Navico, parent company to the Lowrance, Simrad Yachting and B&G brands, unveiled its third-generation broadband radar, the Broadband 4G, just six months after the 3G debuted. The new system offers 50 percent greater range (as much as 24 miles) and can clearly display objects less than a foot away, according to the company. “We’re the only manufacturer in the recreational market offering broadband radar,” marketing director Gordon Sprouse says.
Nobeltec introduced its Time Zero Trident “ultra-fast” cartography engine with software the company said was built from the ground up based on significant customer comments. The crisp graphics feature full-time 3-D displays, high-resolution satellite photos, and raster and vector chart overlay for radar and sounder data. The system reacts in real time and can display the weather conditions that lie ahead, based on a vessel’s course and speed.
Thetford Marine displayed its innovative Porta Potti Curve, a reboot of the venerable product the company invented in the 1940s. The design offers higher seating, a larger bowl, battery-powered flush, a holding tank indicator and an integrated toilet paper holder. The product won an Innovation Award at IBEX and is nominated for a DAME Award at METS.
The show remains an outlet for alternative builders such as Bruce Barsumian, the founder of Axcell Yachts.
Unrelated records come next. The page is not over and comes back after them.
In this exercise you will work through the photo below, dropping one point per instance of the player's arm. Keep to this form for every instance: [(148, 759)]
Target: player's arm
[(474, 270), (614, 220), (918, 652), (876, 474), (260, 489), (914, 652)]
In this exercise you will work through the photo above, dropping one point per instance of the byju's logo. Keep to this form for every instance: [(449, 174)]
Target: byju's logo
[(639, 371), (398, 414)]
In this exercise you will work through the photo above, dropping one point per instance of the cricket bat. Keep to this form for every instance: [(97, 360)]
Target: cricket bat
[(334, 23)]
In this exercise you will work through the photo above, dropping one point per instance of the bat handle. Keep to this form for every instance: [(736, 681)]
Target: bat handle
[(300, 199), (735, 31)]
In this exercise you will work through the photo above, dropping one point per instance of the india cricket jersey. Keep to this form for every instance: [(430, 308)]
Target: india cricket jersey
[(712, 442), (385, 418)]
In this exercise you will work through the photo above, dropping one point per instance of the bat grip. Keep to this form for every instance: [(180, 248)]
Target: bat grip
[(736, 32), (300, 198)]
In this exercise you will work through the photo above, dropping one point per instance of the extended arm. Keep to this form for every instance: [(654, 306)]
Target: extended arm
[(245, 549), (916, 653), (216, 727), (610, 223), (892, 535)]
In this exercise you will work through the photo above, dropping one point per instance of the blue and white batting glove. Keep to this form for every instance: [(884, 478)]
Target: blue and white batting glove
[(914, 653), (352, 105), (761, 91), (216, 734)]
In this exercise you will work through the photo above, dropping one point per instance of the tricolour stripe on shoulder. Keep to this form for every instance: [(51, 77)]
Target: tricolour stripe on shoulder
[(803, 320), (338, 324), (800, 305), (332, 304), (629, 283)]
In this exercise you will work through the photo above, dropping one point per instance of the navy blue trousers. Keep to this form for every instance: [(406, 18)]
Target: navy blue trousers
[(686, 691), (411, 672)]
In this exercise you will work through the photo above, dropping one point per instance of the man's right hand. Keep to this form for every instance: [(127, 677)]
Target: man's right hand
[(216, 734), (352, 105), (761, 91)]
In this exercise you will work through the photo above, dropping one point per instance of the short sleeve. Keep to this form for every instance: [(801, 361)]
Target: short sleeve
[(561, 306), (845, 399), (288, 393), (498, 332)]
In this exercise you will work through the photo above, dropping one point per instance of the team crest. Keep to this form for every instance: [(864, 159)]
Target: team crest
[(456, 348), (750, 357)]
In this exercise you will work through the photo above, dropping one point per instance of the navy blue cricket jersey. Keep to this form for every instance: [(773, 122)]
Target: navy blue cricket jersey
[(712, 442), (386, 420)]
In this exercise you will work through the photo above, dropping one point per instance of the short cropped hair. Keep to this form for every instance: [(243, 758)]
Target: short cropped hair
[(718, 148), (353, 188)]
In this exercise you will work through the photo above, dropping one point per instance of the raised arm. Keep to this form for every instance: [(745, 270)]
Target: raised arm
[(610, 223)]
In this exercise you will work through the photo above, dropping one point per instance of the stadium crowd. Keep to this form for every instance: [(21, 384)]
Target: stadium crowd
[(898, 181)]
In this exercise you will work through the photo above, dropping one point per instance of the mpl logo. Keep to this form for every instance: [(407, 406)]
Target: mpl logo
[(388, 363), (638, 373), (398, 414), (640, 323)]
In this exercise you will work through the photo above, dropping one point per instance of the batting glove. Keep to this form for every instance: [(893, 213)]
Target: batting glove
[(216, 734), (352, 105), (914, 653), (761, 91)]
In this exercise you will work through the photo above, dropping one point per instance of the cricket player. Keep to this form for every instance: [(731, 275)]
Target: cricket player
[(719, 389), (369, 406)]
The Floridian says he always liked European-style boats and the efficiency of multihulls, so he created the Axcell 650, a power cat with HybridAir technology in which a turbine pumps air into twin air-cushion cavities to “literally lift the hull” and reduce friction and drag.
Barsumian says he’s looking for a building partner for the project, which he estimates at a $3.4 million base price. “I’m just a builder who built this for myself,” he says.
Eastern Yacht Sales, of Massachusetts and Rhode Island, displayed the SmartBoat, a modestly powered foam-cored 23-foot European center console that the dealer recently adopted as North American distributor. “You can dive from it, fish from it, and it makes a nice day cruiser,” says Sean Willis, a sales and service rep for EYS. The unique boat burns about 6 gallons an hour cruising at 26 mph with a 115-hp Yamaha 4-stroke, according to Willis.
Down on megayacht row, L. Bruce Jones, CEO of Triton Submarines, drew a crowd with one of his ABS-class luxury deep submersibles designed for large luxury yachts. The sub seats two in a transparent bubble, where they can steer the vessel with joystick controls and maneuver its five-axis manipulator arm.
This article orginally appeared in the December 2011 issue.